‘I haven’t heard you speak like that’: MSNBC host shocked as independent senator blasts GOP’s embrace of authoritarianism
Sen. Angus King (I-ME) (Photo: Screen capture)

MSNBC host Ari Melber was floored by Sen. Angus King (I-ME) when the two spoke after the close of the impeachment trial in the Senate Monday.


After both sides did their closing statements, King said that he couldn't understand how Republicans are so ignorant to the reality of what they're doing.

The normally quiet and reserved senator unleashed on the president and the Republicans saying that they were allowing an outright authoritarian president more power.

"We are 200-plus year experiment and I think what's going on right now is a step toward authoritarianism," he said. "It is allowing an elected monarch and what the framers were worried about. That's why they put the impeachment clause in. People said you don't need it because you have elections. They said, no, you have to have a check on somebody. And particularly what makes it even more powerful in this case is the offense we're talking about involves meddling with the election. In other words, if the election itself is the cure but we can't trust that the incumbent won't, you know, finagle the election. It is not the cure."

Melber noted that King is known for his more moderate tendencies and his caution.

"So, to hear you say as this closing argument is completed on this day, that you are concerned that the actions in the Senate that the clearing, sort of acquitting of what I've quoted Sen. Lamar Alexander (R-TN) called the Democrats have proved their case, that the president was shaking down a foreign country, extorting help with his re-election, you're saying you believe that puts the United States on a path to being at risk of being an authoritarian country?
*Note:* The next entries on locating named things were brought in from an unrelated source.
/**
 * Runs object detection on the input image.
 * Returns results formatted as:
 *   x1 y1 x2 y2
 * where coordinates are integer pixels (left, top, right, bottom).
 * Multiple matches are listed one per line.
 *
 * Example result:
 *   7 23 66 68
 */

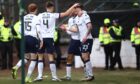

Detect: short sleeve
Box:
53 13 60 19
84 14 91 24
Tell us more about that, because I haven't heard you speak like that before."

King said that that example combined with Article II of the impeachment, which he called a "kind of broad-scale total obstruction of the process."

"How do you hold a president accountable?" he asked. "How do you -- if a president can say, 'We're not going to share any information, any documents, any witnesses, and we're going to block all witnesses,' the impeachment clause is essentially a nullity. You can't convict somebody if they control the flow of the evidence. But also, I worry that it can be -- the principal is being established here that it's okay to do that. We'll go over into the ordinary oversight process."

He went on to say that this isn't really about Donald Trump, and the real thing at issue are future presidents having the power that the GOP gave with their precedent.